Point farmers feel Beryl’s wrath
Several farmers from Point Village are reeling in the aftermath of hurricane Beryl, the category 4 storm which struck Saint Vincent and Grenadines (SVG) on Monday, July 1, 2024.
“I’m not sure how I’m going to recover from this…,” Ina Nanton told SEARCHLIGHT on Tuesday, July 3, while standing in the yard of her home where a neighbour had just helped her and her family replace part of her house roof which blew off during the passage of the hurricane.
Nanton said not only did she lose a section of her house; her crops also have been destroyed.

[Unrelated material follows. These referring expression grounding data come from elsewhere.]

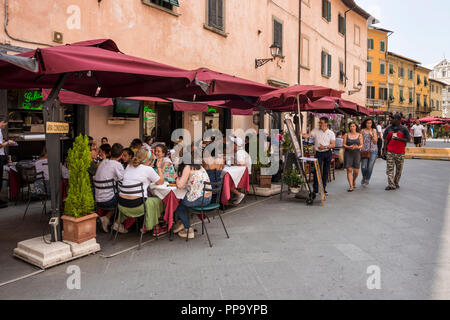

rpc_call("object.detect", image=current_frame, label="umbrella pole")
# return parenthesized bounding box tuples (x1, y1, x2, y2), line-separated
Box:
(42, 73, 68, 242)
(296, 95, 304, 158)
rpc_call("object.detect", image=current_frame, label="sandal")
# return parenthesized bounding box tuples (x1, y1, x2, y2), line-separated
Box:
(347, 187, 354, 192)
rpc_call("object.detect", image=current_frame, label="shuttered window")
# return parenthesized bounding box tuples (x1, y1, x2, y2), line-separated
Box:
(367, 60, 372, 73)
(339, 61, 344, 83)
(208, 0, 224, 31)
(321, 51, 331, 77)
(380, 63, 385, 75)
(379, 87, 388, 101)
(367, 86, 375, 99)
(368, 38, 374, 50)
(149, 0, 179, 10)
(322, 0, 331, 22)
(380, 40, 385, 52)
(273, 20, 283, 54)
(338, 14, 346, 35)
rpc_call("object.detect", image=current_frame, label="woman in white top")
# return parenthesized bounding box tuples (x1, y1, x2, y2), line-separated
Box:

“My fruits and crops affected, it will be rough because you lost crops, and it won’t grow back in a hurry…I just planted some ground nuts…,” Nanton said sadly.
She said around 12 (mid-day) on Monday, gusts of wind started to tear off a side of her roof, and rain water began pouring into her home. Soon afterwards she saw the “galvanise fly off”.
“[Hurricane] Tomas (2010) was stronger to me…but I saw roof fly off this time, about four roofs, and raised roofs also,” Nanton told SEARCHLIGHT, while noting that just as during the eruption of La Soufriere in 2021, some persons had to go to shelters on Monday.
Another Point Village farmer, Sebastian Daniel, who was nailing back on his roof on Tuesday, said his galvanize also blew off around noon while he was sitting alone inside his house.
He quickly secured his possessions and did not bother going to a shelter but is doing the repairs to the house himself.
“This blew off before during one them weather some time ago, but this hurricane was bad…I was about 18 when another one like this did hit…but this one powerful still, it blow down fruit trees- the other did, but not like this one with roofs off and thing,” Daniel said.
The farmer said he lost breadfruit, coconuts, cassava, ochre, papaya, sweet pepper, tomatoes and bananas.
Daniel, who takes his produce to Bequia to sell, said he had already reaped some ochre and had them refrigerated, but the loss of electricity is problematic and the harvest will spoil.
“This one rough,” he said.
Neil Cato, also of Point said he has become accustomed to conditions where there is no electricity and no water, so he had already prepared by filling containers with water. He said the only issue was getting your phone charged, and is sorry for fellow villagers who lost crops and roofs.
“It well rough right now, it well rough.”
The National Hurricane Center in Florida, USA, forecasts Beryl to be in the south-west Gulf of Mexico this weekend as a tropical storm.